The main execution body of the method is a head-wearing device, the head-wearing device is provided with an electromyographic signal acquisition device shown in fig. 2, when a user wears the head-wearing device on the head, the electromyographic signal acquisition device can be attached to the surface of facial muscle near the mouth of the user, the electromyographic signal acquisition device mainly comprises a sensor attached to the periphery of the mouth, and an acquisition part belongs to a mouth muscle group driven during speaking and is used for acquiring facial electromyographic information of the user in real time. The headset is further provided with a voice collecting device which can be a microphone, and when a user wears the headset on the head, the voice collecting device is located right near the mouth of the user and used for collecting voice information when the user speaks. The head-mounted equipment is also provided with a micro camera which is arranged on the voice acquisition device, and when a user wears the head-mounted equipment on the head, the micro camera is just aligned with the lip area of the user and is used for shooting the lip area of the user to obtain the lip image information of the user. In the embodiment of the present application, the head-mounted device may be designed in a manner similar to an earphone as shown in fig. 3, and the electromyographic signal collecting device shown in fig. 2 and the headset structure shown in fig. 3 may also be embedded in a helmet, wherein the headset shown in fig. 3 comprises a microphone and a micro-camera wound on the microphone.

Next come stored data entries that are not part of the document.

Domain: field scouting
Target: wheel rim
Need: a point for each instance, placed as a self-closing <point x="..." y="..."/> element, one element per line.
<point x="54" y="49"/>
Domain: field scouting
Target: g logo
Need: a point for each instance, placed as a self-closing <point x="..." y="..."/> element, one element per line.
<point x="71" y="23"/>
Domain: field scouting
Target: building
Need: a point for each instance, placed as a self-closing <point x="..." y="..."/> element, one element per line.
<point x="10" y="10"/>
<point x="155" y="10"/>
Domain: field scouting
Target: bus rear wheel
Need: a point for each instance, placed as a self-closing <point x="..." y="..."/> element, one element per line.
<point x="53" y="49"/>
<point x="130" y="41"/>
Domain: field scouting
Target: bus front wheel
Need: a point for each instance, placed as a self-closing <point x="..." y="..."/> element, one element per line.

In the embodiment of the application, the micro camera only collects the picture information of the fixed area of the lips of the user, but not collects the head image of the user, so that the preprocessing steps of positioning the lips, cutting the image and the like in the head image can be omitted, and the operation process of the system is accelerated.
Step 102: and determining model parameters corresponding to the current environment through a pre-trained environment evaluation model according to the voice information, the lip image information and the face myoelectric information.
Before step 102 is executed, in the embodiment of the present application, voice information, lip image information, and facial myoelectric information of a large number of users are acquired in different environments, where the different environments include a noisy environment, and the like. And dividing different data sets according to different magnitudes according to the signal-to-noise ratio of the voice information, the brightness of the lip image information and the intensity of the facial myoelectric information. And carrying out model training according to different data sets, determining model parameters under different environments, and obtaining an environment evaluation model.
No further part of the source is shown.